When we look critically at the issues around understanding and trying to manipulate or manage these “systems of systems” we discover that quite often – perhaps most often – we encounter problems. Either we do not get the expected outcome, or (worse perhaps) we get perverse outcomes. In the context of catchment management an executive of the UK Environment Agency once asked me in a meeting in London “why is it, Graham, that when we use the same programs of works and measures in different places, we get different outcomes; and when we use different works and measures in different places we often get the same outcome (or none!)”. In my reply I quoted Star Trek…. “It’s life Jim, but not as you know it”. [Actually that was a misquote: that quote comes from a 1987 song ‘Star Trekkin’, sung by The Firm].

As it turns out this problem of weak predictability and/or perverse outcomes is widespread – but little discussed. We have a problem of what Margaret Heffernan call in her book “willful blindness”. There is an elephant in the room. So this blog is going to drag the elephant out from under the table and have a close look at it. I am going to argue that it’s time to stop “just muddling through” and hoping for the best – which is what we do most of the time. We can, and must, do better.

In doing so we’re going to have to address two main issues. One the one hand we have a knowledge problem: What do we know? And how do we know it? What evidence do we have? We always have imperfect knowledge. There is much uncertainty, particularly when we couple “hard” and “soft” systems together. On the other hand we have a collective action problem: even assuming we had perfect knowledge: How should we act? How do we live? What kind of outcomes do we desire, and what should we expect?

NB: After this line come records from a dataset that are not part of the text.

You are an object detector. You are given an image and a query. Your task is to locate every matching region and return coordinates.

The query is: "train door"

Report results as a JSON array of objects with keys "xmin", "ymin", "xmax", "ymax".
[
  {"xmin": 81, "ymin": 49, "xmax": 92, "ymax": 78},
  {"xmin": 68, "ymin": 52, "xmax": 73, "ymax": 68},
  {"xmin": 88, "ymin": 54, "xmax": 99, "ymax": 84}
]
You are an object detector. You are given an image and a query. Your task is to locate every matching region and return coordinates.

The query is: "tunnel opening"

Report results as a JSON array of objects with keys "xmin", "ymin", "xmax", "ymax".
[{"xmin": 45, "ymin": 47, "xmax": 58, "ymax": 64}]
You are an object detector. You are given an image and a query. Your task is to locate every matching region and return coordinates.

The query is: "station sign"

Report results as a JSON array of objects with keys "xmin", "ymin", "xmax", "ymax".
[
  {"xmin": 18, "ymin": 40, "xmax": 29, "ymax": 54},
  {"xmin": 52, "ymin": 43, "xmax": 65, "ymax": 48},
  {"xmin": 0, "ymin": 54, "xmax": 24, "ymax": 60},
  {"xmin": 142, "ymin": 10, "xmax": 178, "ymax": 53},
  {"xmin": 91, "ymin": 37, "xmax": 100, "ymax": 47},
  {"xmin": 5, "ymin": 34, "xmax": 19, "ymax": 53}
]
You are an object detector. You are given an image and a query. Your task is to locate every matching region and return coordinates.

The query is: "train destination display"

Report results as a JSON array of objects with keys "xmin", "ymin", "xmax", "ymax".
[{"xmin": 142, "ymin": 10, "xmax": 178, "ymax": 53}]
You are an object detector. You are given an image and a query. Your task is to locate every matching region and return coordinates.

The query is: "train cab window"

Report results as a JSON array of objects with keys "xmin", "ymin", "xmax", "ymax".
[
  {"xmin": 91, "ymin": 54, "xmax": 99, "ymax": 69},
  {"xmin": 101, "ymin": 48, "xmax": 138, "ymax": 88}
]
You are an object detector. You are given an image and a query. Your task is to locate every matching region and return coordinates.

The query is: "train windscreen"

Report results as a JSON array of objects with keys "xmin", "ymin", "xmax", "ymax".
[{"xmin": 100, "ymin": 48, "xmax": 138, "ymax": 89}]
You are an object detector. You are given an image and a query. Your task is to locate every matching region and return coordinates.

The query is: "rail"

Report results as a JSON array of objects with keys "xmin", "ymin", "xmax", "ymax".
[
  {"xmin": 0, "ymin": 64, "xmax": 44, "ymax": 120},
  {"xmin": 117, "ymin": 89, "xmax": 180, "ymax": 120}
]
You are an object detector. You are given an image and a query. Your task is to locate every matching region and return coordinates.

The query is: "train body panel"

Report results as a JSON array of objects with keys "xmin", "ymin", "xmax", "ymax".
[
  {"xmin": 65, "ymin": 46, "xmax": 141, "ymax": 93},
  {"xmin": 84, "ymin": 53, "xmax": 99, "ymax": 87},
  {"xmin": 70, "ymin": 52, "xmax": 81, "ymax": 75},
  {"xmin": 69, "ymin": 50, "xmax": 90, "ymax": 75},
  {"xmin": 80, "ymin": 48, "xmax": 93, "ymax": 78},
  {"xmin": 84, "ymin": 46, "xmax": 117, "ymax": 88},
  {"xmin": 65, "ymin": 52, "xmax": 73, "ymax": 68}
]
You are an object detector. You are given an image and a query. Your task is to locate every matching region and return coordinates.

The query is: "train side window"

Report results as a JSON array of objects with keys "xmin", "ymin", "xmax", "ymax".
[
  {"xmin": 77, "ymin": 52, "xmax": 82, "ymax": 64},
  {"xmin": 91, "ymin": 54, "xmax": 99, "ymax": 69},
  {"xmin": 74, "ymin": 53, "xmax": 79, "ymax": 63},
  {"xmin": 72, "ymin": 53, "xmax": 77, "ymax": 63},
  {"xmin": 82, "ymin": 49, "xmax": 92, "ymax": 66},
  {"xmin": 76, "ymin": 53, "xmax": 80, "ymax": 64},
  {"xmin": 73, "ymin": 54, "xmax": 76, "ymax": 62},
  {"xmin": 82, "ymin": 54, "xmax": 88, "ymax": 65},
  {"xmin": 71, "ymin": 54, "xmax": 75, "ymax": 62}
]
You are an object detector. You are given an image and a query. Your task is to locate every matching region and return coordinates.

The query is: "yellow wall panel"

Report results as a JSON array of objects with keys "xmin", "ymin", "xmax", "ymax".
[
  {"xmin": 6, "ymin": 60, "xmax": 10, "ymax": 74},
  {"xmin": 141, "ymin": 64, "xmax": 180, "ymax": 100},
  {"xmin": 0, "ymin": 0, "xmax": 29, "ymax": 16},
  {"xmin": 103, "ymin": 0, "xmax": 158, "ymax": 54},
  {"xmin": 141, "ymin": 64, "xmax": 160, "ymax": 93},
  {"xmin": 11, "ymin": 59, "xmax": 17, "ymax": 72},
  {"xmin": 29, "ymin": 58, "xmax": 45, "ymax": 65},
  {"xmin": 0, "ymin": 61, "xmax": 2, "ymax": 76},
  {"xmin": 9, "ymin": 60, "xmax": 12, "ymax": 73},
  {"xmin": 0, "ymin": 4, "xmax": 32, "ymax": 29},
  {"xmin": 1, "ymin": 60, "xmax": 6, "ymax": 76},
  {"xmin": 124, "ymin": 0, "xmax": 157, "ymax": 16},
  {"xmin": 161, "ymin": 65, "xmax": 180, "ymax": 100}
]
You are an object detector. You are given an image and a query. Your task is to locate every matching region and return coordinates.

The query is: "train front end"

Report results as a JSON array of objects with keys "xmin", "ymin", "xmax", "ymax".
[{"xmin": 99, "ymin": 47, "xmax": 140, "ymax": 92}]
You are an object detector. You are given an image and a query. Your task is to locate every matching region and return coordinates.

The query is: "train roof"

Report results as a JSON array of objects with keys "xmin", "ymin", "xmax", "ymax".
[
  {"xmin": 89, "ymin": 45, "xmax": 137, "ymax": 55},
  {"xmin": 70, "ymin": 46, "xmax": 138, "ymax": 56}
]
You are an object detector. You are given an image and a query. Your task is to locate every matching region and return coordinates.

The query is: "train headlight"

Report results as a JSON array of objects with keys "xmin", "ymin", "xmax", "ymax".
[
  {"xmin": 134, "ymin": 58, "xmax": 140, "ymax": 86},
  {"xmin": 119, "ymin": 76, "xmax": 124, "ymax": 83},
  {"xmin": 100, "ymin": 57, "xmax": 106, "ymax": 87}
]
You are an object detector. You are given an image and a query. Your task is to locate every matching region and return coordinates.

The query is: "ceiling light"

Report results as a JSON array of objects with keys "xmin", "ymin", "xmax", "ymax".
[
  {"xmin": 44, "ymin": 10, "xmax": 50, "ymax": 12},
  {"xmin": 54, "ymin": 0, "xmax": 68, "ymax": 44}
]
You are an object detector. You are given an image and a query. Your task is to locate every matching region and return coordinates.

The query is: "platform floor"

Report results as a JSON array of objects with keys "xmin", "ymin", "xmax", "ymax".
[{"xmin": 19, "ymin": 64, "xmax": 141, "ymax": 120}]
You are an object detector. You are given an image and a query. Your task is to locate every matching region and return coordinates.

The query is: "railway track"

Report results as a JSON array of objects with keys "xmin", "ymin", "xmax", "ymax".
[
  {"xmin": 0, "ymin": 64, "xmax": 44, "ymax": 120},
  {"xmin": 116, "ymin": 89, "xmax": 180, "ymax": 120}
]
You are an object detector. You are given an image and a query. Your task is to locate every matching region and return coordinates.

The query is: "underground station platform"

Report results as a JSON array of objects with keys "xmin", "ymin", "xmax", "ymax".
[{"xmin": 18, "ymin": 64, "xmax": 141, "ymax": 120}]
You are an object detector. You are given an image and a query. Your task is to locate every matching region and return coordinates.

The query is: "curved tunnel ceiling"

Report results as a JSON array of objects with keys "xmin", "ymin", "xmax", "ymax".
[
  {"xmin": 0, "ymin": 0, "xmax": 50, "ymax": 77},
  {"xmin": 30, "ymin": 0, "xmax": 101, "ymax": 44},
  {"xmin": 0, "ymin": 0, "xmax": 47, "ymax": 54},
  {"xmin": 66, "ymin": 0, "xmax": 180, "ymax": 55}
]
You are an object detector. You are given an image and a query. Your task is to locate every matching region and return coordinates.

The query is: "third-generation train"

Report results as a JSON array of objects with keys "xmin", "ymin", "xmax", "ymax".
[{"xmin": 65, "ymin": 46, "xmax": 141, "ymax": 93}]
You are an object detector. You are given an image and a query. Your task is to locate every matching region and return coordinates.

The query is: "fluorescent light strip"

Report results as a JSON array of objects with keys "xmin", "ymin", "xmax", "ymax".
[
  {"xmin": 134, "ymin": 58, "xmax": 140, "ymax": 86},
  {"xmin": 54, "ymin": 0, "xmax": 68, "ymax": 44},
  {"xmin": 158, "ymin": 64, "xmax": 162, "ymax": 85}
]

About a decade ago when I began this journey to understand these problems with the management of systems, I thought this was going to be straightforward scientific problem. More focused research, I thought, would give us knowledge we could apply, and that would fix the problem. Ha! How wrong I was! Now I understand that “managing” a System of Systems composed of “hard” and “soft” components – think, for example, of a catchment with everything from land uses and the river, to people, enterprises, infrastructure, urban development – raises all kinds of philosophical, methodological, social, political and ethical issues.

So this blog is going to venture out into all kinds of disciplines to try to reach a new understanding and synthesis of the challenges we face. We’ve known about many of these issues for a very long time; a lot of what I will write about has been in the literature for decades. What I seek here is a new insight and a new basis for more successful interventions.

So this is going to be quite some elephant! And the 13th century parable about the blind Sufi and the elephant was right: blind people holding different pieces of the beast envisage the whole in very different ways. We have many different ways of being willfully blind – and that just makes the story even more interesting!  I hope you will join me as the weeks go by.